The AI space is booming - amidst a stream of tech news, legal grey zones, and a bunch of fears starting with job replacement and ending with doomsday scenarios, companies struggle to formulate and implement a realistic roadmap for value creation with AI. This newsletter will lay out a path that you can follow to implement AI in your business. It targets business practitioners who aim to generate value using AI, without any requirements on technical background. The content is inspired by learnings and best practices from AI beginners - companies that are just starting out on AI, as well as top performers - companies that already have implemented AI for a large part of their value creation.
In this first episode, I will outline a very simple, three-step process that you can follow to start implementing AI use cases in your company. Later episodes will elaborate on these steps, providing practical advice and enriching them with strategic considerations. Let’s dive straight into the process:
First, you identify AI use cases and formulate the basic dimensions along which you want to create value with AI. Then, you jump into the technical implementation of the solutions. Finally, you follow through and make sure that the AI solution gets adopted, used, and improved throughout the company.
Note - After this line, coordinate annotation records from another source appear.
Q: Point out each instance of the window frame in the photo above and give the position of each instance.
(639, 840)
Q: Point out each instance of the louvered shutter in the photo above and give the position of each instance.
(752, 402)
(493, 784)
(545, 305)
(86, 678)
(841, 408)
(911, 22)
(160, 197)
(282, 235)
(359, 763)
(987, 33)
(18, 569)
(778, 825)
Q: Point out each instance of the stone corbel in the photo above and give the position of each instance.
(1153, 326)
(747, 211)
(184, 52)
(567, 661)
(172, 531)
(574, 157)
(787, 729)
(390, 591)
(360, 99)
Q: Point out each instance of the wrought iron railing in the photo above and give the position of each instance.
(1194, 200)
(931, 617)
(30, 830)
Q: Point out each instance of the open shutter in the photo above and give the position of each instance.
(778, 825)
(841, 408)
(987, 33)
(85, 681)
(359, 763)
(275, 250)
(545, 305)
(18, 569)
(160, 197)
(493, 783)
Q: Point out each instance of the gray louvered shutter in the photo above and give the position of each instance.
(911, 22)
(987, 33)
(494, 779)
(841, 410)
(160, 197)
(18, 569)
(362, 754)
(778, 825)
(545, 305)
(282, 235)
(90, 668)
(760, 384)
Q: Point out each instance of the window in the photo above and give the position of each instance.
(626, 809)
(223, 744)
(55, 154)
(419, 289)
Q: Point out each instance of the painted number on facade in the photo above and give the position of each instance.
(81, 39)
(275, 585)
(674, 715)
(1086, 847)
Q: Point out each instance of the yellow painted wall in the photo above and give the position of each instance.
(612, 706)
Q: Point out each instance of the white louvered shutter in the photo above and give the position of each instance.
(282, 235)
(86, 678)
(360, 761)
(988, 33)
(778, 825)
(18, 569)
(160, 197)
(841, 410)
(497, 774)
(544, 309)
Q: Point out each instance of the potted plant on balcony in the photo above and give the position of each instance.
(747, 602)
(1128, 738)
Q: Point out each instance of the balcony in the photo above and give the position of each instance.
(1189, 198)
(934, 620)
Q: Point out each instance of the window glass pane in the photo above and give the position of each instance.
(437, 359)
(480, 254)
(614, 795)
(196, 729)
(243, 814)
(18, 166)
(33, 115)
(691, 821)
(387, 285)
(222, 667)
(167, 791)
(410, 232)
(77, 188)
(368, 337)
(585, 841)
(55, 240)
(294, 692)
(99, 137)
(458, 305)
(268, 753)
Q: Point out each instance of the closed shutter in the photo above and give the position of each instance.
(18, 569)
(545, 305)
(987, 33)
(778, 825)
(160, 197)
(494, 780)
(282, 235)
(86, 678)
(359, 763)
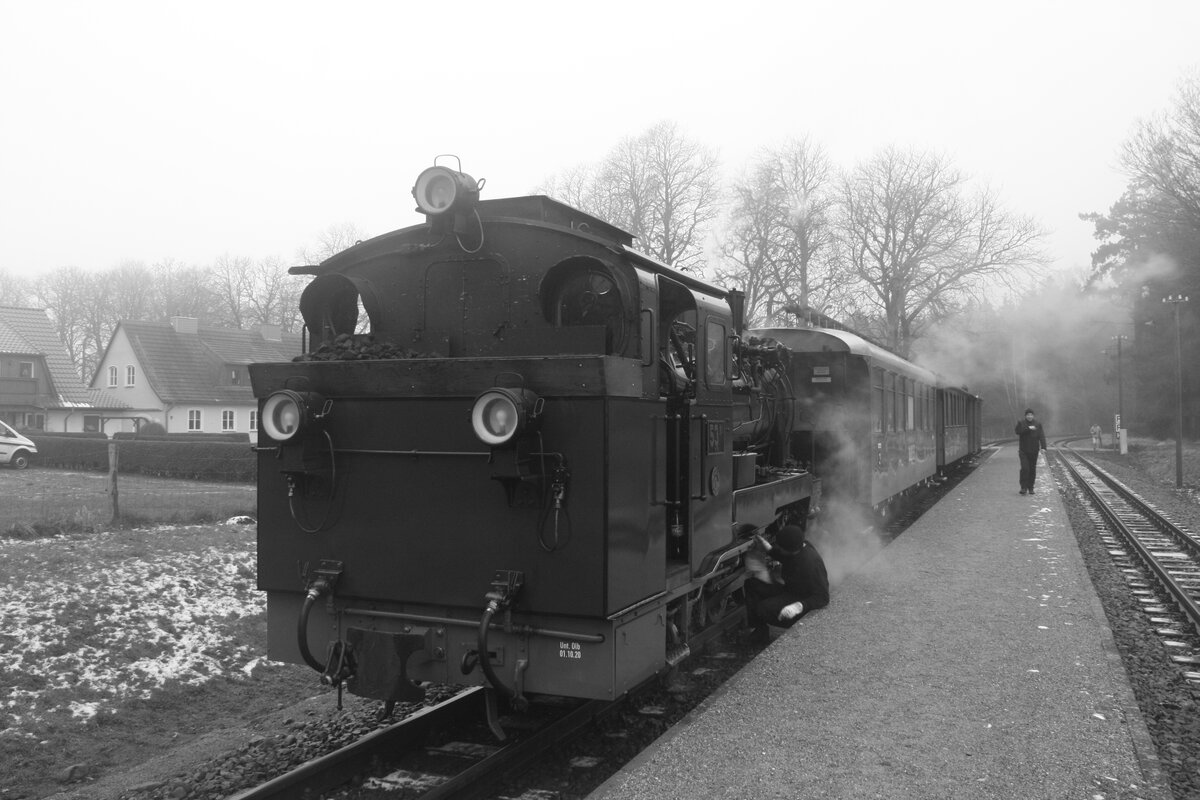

Scoping value and identifying AI use cases
We will define use cases as existing business challenges that can be addressed with AI in a way that leads to measurable outcomes. For example, a use case in marketing is the application of the AI-driven generation of personalized emails. The outcomes are two-fold - beyond saving time (i.e., costs) on manual writing, the personalized character of the e-mails also improves engagement and conversion.
Before you start mapping out potential use cases, it is important to understand the various dimensions along which you want to benefit from AI. While the end game is about increasing profits and positive impact, a more granular understanding of the benefits of AI will help you focus the development and improve your communication with different stakeholders.
Let’s look at some of the main benefits of AI:
AI can be used to boost productivity and efficiency. This can happen on an individual level - thus, you probably already used ChatGPT to write your texts when you didn’t have enough time or patience. On a higher level, AI can make your business flow by removing friction and integrating different processes. For example, we often see a disconnect between marketing and sales departments - AI can provide the missing link by connecting the data and activities across both business functions.
AI can “augment” people by amplifying the tasks they can perform. Especially in the realm of creative tasks, AI helps us bridge the gap between craft and creativity. Thus, a marketer who specializes in writing can now enhance his texts with images generated by models like Midjourney. AI can also augment humans by processing huge data quantities and extracting insights to support decision-making and action.
Finally - and this is what we are particularly excited about - AI can help you innovate, create new revenue streams, and catapult your competitive advantage to unseen levels. That doesn’t mean that AI will take over your business - quite to the contrary: you are in the driving seat, using AI to leverage and amplify the unique and deeply human expertise you have at your company. Let’s look at pharma as an example - pharma companies like Insilico Medicine that master the art of AI-driven drug discovery can drastically shorten the ultra-slow cycles of traditional drug development (~10 years as of now). This enables them to address the long tail of thousands of rare diseases out there in the world, reducing suffering and multiplying their profitability.
So, whenever you consider a use case, try to formulate the benefits it will bring to different stakeholders. And just a hint—while increased efficiency and productivity are the low-hanging fruits many of us are after, they don’t really provide you with a competitive advantage. Top performers play their game at level 3, leaving their comfort zones and using AI to transform their businesses in the long term (cf. this survey by McKinsey).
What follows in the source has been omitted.